Patents provide an incentive for innovation. People aren't going to spend years working on an invention if some large corp can just take it without compensation. The problem with software patents is that they're given out too easily.


The problem with software patents is that they are given out at all. Patent law was meant to cover physical devices, such as a semi conductor. Software code is like writing and as such should be covered by copyright law.

In the real world, the large corps you are talking about are using software patents to maintain their entrenched monopoly status.

I really don't expect this situation to improve any time soon. The lawmakers in the United States really don't understand the fundamental differences between hardware and software. They just go along with whatever their lobbyist tell them.

Reply Parent Score: 2

twitterfire Member since:
2008-09-11

The lawmakers in the United States really don't understand the fundamental differences between hardware and software.


They understand very well but they like the situation.

Reply Parent Score: 2

nt_jerkface Member since:
2009-08-26

Writing software is a form of engineering. It's applied sciences in the production of a solution to a problem. It is not like writing a fictional work.

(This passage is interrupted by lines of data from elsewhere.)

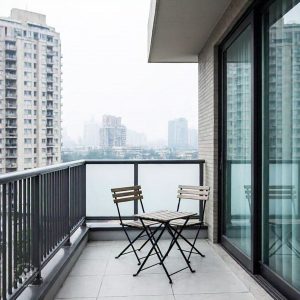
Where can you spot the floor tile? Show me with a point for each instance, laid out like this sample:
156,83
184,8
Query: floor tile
80,287
222,296
89,267
166,297
214,282
127,285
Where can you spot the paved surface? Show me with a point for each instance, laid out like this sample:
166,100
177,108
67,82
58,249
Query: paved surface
98,275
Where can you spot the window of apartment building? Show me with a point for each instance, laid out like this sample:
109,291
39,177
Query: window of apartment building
27,74
27,83
27,55
27,151
27,64
27,111
27,160
27,131
27,45
27,93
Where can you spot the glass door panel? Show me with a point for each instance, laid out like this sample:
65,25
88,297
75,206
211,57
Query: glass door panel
281,140
237,119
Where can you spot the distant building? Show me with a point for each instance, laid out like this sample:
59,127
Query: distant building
91,134
30,92
135,139
193,138
178,134
112,132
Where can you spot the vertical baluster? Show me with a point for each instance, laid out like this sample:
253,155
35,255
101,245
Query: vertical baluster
25,263
20,228
15,259
9,238
4,259
36,213
67,205
84,192
28,231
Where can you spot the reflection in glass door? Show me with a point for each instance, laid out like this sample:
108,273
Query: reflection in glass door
237,62
281,143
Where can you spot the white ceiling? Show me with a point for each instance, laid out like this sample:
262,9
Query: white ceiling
178,29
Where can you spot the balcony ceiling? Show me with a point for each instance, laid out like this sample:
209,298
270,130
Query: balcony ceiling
178,30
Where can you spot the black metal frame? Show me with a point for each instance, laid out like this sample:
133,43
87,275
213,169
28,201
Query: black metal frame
201,222
175,234
140,235
253,264
46,222
135,178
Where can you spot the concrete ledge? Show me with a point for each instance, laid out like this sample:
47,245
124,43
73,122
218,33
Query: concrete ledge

Copyright does not protect against cloning by reverse-engineering. Copyright can protect a software product from direct cloning but not the underlying algorithm. For something like a compression algorithm copyright does nothing since the software value is entirely in the algorithm. There is no interface that it needs to be tied to.

Speaking of interfaces that would probably be the easiest method of reform. Reduce interface patent time to four years. That's where most of the complaints are. The system needs to be reformed, not eliminated.

Reply Parent Score: 2

lemur2 Member since:
2007-02-17

Writing software is a form of engineering. It's applied sciences in the production of a solution to a problem. It is not like writing a fictional work. Copyright does not protect against cloning by reverse-engineering. Copyright can protect a software product from direct cloning but not the underlying algorithm.


Writing software is entirely similar to composing music, or authoring prose. One takes a set of well-defined and understood basic components, and forms a large, integrated cohesive whole out of them with some specific theme in mind.

Reverse engineering is a completely legitimate activity. If anything, the original product is boosted by the compliment that someone has bothered to reverse-engineer it. To this day, the original Panadol can be sold at a higher price than other generic paracetemol tablets.

For something like a compression algorithm copyright does nothing since the software value is entirely in the algorithm.


The algorithm is just mathematics, and should not be patentable. Your contention that no-one would bother to develop codec compression algorithms without the incentive of patents is completely and utterly rebutted by the very existence of Vorbis, Theora, Dirac and speex.

The system needs to be reformed, not eliminated.


Disagree. Passionately disagree. Software patents need to be abolished, because they are utterly counterproductive economically, and they are a huge disincentive for ongoing software development. They hold the entire industry back.